We stated a result (Theorem A) that corresponds to the first step of the proof of Liouville's theorem and
proved some auxiliary lemmas. The proof of Theorem A will be completed next time.
Lecture 28 in PDF and DJVU (03/21/2012). We finished the proof of Theorem A and gave most of the
proof of Theorem B (which corresponds to the second step in the proof of Liouville's theorem).
Lecture 29 in PDF and DJVU (03/23/2012). We finished the proof of Theorem B and began discussing
the idea of Theorem C (Roth's Lemma), which is the last step needed to complete the proof of Roth's
theorem. The second half of the lecture was devoted to generalized Wronskians.
Lecture 30 in PDF and DJVU (03/26/2012). We proved an auxiliary result about generalized
Wronskians and began an inductive proof of Roth's Lemma (it will be finished in the next lecture).
Lecture 31 in PDF and DJVU (03/28/2012).

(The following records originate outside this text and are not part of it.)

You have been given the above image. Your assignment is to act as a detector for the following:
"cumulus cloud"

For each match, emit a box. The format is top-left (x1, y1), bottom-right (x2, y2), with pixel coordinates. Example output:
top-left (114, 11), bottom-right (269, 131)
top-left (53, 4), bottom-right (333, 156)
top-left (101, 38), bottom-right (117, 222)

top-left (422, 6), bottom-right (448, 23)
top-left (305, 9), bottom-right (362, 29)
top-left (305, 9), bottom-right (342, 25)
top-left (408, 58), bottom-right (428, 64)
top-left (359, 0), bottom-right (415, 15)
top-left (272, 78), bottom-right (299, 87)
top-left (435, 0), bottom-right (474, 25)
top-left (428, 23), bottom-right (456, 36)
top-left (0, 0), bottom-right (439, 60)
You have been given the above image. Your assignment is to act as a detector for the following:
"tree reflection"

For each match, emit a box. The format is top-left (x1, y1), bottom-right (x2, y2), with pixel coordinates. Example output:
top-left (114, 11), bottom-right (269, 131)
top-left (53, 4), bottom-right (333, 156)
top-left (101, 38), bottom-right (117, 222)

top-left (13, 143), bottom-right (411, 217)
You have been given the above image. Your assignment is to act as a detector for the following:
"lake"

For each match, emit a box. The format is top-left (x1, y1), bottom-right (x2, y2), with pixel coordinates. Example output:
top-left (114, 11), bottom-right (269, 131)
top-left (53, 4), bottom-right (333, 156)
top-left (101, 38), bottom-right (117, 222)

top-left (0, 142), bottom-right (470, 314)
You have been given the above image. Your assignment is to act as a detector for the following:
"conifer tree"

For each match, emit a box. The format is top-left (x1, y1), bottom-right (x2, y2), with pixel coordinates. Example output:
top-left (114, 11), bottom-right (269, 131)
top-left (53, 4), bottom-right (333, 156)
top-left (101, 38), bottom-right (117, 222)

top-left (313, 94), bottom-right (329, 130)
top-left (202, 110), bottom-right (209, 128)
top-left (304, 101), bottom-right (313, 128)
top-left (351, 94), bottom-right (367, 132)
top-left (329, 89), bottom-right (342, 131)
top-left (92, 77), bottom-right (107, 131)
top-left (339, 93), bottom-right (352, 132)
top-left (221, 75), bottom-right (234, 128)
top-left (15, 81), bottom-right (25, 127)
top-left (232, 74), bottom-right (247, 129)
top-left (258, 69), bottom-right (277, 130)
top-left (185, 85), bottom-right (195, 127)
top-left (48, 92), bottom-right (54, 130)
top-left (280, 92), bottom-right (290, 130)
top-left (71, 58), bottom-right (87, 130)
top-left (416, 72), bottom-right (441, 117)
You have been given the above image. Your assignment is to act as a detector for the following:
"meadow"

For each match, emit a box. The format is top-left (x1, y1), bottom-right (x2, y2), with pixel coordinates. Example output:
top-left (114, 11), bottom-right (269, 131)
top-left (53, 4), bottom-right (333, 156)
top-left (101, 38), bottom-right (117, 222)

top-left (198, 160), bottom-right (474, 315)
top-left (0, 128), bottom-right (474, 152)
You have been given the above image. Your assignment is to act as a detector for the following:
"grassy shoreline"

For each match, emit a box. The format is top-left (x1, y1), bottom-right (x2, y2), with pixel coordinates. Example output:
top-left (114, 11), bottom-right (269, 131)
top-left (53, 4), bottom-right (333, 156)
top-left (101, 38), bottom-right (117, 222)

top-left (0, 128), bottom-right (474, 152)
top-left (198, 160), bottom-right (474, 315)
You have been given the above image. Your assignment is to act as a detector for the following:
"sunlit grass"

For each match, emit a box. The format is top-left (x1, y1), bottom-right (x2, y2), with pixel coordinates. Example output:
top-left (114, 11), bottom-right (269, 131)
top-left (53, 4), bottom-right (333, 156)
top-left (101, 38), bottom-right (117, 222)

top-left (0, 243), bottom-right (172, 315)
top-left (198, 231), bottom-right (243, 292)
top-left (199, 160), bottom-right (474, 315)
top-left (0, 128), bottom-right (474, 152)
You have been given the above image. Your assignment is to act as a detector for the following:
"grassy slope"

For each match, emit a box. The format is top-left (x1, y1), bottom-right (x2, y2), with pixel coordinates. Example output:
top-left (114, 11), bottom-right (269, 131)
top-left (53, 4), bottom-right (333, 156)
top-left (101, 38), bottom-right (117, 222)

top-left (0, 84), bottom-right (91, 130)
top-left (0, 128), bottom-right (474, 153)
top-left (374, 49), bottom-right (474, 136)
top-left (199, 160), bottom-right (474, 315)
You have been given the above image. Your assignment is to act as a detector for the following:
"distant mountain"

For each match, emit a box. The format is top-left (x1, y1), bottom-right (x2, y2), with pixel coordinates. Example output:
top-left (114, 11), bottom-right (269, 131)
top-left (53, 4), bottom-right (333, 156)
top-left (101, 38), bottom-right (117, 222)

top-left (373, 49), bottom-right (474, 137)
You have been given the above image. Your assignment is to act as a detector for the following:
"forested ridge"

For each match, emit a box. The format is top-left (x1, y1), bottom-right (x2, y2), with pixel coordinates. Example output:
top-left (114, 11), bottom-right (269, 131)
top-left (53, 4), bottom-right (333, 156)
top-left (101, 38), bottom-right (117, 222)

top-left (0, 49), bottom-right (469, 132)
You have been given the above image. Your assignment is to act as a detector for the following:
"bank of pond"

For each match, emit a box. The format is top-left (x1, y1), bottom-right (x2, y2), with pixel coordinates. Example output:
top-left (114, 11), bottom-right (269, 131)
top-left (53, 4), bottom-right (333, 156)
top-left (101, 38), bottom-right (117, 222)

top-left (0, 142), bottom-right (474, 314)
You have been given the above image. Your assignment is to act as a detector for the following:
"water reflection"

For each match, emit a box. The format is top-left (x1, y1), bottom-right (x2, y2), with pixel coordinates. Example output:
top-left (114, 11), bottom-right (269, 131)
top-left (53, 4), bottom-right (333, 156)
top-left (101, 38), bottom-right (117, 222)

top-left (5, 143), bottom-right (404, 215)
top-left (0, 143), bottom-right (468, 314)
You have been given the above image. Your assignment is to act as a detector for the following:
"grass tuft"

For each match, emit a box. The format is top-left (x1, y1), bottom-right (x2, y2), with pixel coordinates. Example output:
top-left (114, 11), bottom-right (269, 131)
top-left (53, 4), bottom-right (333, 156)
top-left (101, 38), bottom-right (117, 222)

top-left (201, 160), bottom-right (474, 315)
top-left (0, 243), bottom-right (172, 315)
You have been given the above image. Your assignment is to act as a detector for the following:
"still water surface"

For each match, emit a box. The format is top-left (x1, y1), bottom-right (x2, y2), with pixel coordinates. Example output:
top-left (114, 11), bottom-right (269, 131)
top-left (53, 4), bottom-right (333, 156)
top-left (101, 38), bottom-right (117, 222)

We finished the proof of Roth's Lemma (Theorem C), and
then combined Theorems A,B,C from the previous classes to give a proof of Roth's Theorem.
Lecture 32 in PDF and DJVU (03/30/2012). We reformulated Roth's theorem as a statement about pairs
of linear forms in 2 variables and explained why the naive generalization to the case of n linear forms in
n>2 variables does not work. We stated the correct generalization, which is Schmidt's Subspace Theorem.
A related result -- Faltings's Product Theorem -- will be stated and proved next week. The rest of today's
lecture was devoted to some preliminaries on numerical intersections on complete varieties.
Lecture 33 in PDF and DJVU (04/02/2012). The lecture was devoted to an overview of properties of
intersection numbers for r-tuples of line bundles on an r-dimensional proper scheme over a field.
Lecture 34 in PDF and DJVU (04/04/2012). Today we began the last portion of the course, devoted
to Faltings's second proof of the Mordell conjecture. We stated Faltings's Product Theorem and
discussed some background material on differential operators (on smooth varieties in characteristic 0).
Lecture 35 in PDF and DJVU (04/06/2012). We explained the first key step in the proof of Faltings's
Product Theorem (it accounts for about one half of the proof). The proof will be finished next time.
Lecture 36 in PDF and DJVU (04/09/2012). We finished the proof of Faltings's Product Theorem.
Lecture 37 in PDF and DJVU (04/11/2012). We began discussing the geometric ingredients in
Faltings's second proof of (the generalization of) the Mordell conjecture.
Lecture 38 in PDF and DJVU (04/13/2012). We continued discussing the geometric ingredients.
Lecture 39 in PDF and DJVU (04/16/2012).
Lecture 40 in PDF and DJVU (04/17/2012).
Lecture 41 in PDF and DJVU (04/20/2012). This was the last lecture of the course, in which the
arithmetic part of Faltings's proof of the main theorem was sketched.